The Virginia Department of Social Services collected information on 25
Virginia Supplemental Nutrition Assistance Program (SNAP, formerly Food
Stamps) beneficiaries and found that their average monthly food expenditure
was $160. The average monthly food expenditure for SNAP beneficiaries
nationwide is assumed to be $136. Assume that the SNAP beneficiaries’
expenditures are normally distributed and have a standard deviation of
$15.40. If you were to test the claim that Virginia SNAP beneficiaries have a
monthly expenditure different from that of $136, using a 0.05 significance
level, what would be the test statistic?
a) 1.56
b) 7.79
c) 1.96
d) -7.79
e) -1.56
I used a t-test and got b)7.79
To calculate the t-test statistic for testing the claim that Virginia SNAP beneficiaries have a monthly expenditure different from $136, you can follow these steps:
Step 1: Set up the null and alternative hypotheses:
- Null hypothesis (H0): The average monthly food expenditure for Virginia SNAP beneficiaries is equal to $136.

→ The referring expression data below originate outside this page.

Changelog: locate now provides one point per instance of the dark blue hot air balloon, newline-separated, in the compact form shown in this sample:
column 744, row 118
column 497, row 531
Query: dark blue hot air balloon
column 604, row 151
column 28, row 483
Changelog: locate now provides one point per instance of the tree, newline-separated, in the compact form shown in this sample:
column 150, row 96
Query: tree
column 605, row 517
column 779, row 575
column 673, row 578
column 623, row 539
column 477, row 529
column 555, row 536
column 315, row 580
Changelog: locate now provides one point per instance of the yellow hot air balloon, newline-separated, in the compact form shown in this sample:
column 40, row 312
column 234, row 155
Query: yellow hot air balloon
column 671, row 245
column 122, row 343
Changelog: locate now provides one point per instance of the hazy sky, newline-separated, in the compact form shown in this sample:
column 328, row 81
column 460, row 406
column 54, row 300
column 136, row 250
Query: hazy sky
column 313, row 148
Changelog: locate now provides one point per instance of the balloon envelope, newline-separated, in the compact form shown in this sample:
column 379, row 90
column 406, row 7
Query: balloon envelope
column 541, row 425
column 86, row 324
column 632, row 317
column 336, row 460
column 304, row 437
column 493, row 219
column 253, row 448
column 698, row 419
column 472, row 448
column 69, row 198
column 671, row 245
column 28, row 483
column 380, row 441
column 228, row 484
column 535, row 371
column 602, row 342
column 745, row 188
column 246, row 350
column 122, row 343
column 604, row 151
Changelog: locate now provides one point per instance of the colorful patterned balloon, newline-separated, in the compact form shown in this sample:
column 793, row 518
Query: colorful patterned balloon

- Alternative hypothesis (Ha): The average monthly food expenditure for Virginia SNAP beneficiaries is different from $136.
Step 2: Determine the significance level, which is given as 0.05 in this case.
Step 3: Calculate the test statistic using the following formula:
t = (x̄ - μ) / (s / √n)
- x̄: Sample mean (average monthly food expenditure for Virginia SNAP beneficiaries) = $160
- μ: Population mean (assumed average monthly food expenditure for SNAP beneficiaries nationwide) = $136
- s: Standard deviation = $15.40
- n: Sample size = 25
Plugging the values into the formula:
t = (160 - 136) / (15.40 / √25)
t = 24 / (15.40 / 5)
t = 24 / 3.08
t ≈ 7.792
Step 4: Compare the calculated t-test statistic with the critical t-value for a two-tailed test at a significance level of 0.05. Since the sample size is small (n < 30), you would use a t-distribution rather than a z-distribution.
The critical t-value for a two-tailed test at a significance level of 0.05 with 24 degrees of freedom is approximately 2.064.
Since the calculated t-test statistic (7.792) is greater than the critical t-value (2.064), we reject the null hypothesis.
Therefore, the correct answer is b) 7.79.